I built an AI receptionist for a mechanic shop
TL;DR Highlight
A dev built an AI receptionist for their brother's auto shop — combining a RAG pipeline with Vapi's voice platform to actually answer phone calls — because missed calls were costing thousands per month.
Who Should Read
Developers looking to build AI voice agents or phone automation for small businesses, or backend devs learning how to connect RAG pipelines to production-grade apps for the first time.
Core Mechanics
- The problem was simple: the brother spends all day under cars and can't answer the phone. Customers hang up and call somewhere else. Brake jobs at $450, engine repairs at $2,000 — all just walking out the door.
- Using raw LLMs is dangerous. When a customer asks 'How much for brakes?' the actual price is $450, but the model might guess $200, destroying customer trust. RAG (Retrieval-Augmented Generation — answering based on actual knowledge documents) was introduced to prevent this.
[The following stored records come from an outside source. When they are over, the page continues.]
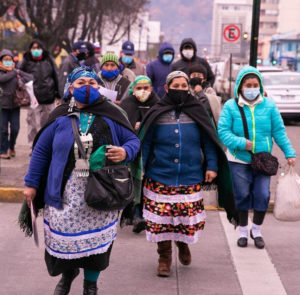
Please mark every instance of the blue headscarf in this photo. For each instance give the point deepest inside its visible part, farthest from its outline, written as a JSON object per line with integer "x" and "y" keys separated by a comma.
{"x": 82, "y": 71}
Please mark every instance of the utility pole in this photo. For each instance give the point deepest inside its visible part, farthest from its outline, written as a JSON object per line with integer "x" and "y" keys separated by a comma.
{"x": 254, "y": 33}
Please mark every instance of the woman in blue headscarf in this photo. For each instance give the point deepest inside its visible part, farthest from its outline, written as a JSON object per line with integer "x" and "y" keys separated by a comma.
{"x": 76, "y": 235}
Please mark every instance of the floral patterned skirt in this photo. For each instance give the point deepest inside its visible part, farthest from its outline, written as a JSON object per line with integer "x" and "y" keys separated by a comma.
{"x": 173, "y": 213}
{"x": 78, "y": 230}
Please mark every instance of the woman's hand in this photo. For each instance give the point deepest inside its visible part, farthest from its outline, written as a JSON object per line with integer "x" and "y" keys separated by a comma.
{"x": 137, "y": 125}
{"x": 210, "y": 175}
{"x": 248, "y": 145}
{"x": 291, "y": 161}
{"x": 29, "y": 194}
{"x": 116, "y": 154}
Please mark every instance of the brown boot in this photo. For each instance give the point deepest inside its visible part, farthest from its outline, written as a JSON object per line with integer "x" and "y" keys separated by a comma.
{"x": 165, "y": 258}
{"x": 184, "y": 253}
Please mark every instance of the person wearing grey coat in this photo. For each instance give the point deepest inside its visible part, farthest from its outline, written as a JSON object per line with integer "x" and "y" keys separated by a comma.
{"x": 10, "y": 79}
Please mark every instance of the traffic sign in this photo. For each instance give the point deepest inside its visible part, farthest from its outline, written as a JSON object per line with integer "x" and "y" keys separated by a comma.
{"x": 231, "y": 33}
{"x": 231, "y": 38}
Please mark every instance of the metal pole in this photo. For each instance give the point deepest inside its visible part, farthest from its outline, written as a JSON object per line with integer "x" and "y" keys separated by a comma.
{"x": 254, "y": 33}
{"x": 230, "y": 73}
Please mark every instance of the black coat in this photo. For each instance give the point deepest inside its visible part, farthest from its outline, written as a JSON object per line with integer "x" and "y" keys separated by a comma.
{"x": 184, "y": 64}
{"x": 9, "y": 84}
{"x": 67, "y": 66}
{"x": 45, "y": 81}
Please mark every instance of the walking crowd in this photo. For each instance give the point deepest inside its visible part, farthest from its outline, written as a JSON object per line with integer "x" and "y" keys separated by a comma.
{"x": 164, "y": 122}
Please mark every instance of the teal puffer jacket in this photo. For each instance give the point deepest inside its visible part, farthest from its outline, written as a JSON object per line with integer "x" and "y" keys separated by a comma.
{"x": 264, "y": 124}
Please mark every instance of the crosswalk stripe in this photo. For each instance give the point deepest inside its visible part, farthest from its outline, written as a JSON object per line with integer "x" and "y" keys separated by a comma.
{"x": 255, "y": 270}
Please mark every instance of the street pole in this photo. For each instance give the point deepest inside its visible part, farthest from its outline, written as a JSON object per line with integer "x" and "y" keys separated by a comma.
{"x": 254, "y": 33}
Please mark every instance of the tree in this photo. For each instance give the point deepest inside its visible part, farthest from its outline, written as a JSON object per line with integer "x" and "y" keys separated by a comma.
{"x": 61, "y": 22}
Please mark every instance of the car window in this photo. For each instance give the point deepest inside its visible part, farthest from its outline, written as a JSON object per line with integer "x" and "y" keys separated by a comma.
{"x": 273, "y": 80}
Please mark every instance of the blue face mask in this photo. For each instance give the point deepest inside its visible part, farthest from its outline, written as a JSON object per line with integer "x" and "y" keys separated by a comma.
{"x": 110, "y": 74}
{"x": 36, "y": 52}
{"x": 86, "y": 94}
{"x": 251, "y": 93}
{"x": 167, "y": 58}
{"x": 7, "y": 63}
{"x": 127, "y": 59}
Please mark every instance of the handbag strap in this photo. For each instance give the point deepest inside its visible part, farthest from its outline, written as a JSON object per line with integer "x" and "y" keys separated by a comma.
{"x": 77, "y": 138}
{"x": 245, "y": 125}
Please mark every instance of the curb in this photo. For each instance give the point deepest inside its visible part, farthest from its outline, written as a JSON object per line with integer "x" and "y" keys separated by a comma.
{"x": 15, "y": 195}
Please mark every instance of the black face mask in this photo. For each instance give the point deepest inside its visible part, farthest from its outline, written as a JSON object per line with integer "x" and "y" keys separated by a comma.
{"x": 196, "y": 81}
{"x": 178, "y": 96}
{"x": 81, "y": 56}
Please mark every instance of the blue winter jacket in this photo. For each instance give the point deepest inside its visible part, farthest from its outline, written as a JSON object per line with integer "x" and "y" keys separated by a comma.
{"x": 158, "y": 70}
{"x": 172, "y": 154}
{"x": 54, "y": 146}
{"x": 264, "y": 124}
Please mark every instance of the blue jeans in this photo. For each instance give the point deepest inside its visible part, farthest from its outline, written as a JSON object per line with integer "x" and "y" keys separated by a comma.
{"x": 251, "y": 188}
{"x": 12, "y": 117}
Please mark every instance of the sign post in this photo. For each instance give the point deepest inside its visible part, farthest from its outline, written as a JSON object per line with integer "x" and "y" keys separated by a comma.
{"x": 231, "y": 38}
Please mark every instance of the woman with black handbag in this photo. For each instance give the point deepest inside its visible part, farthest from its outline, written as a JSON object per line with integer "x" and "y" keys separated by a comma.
{"x": 77, "y": 235}
{"x": 247, "y": 126}
{"x": 10, "y": 78}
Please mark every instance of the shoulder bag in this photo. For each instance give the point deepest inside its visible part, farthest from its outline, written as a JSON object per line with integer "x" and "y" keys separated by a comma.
{"x": 263, "y": 162}
{"x": 108, "y": 188}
- Knowledge base construction started by scraping the brother's website and converting it to markdown files. Service types, pricing, duration, business hours, payment methods, cancellation policy, warranty info, loaner availability, vehicle types supported — 21+ documents total.
- Each document was converted to 1024-dimensional vectors using Voyage AI's voyage-3-large model and stored in MongoDB Atlas. With Atlas Vector Search indexing, customer questions get vectorized with the same model and the top 3 semantically similar documents are retrieved. Even queries like 'How much for brake work?' find relevant docs without exact keyword matches.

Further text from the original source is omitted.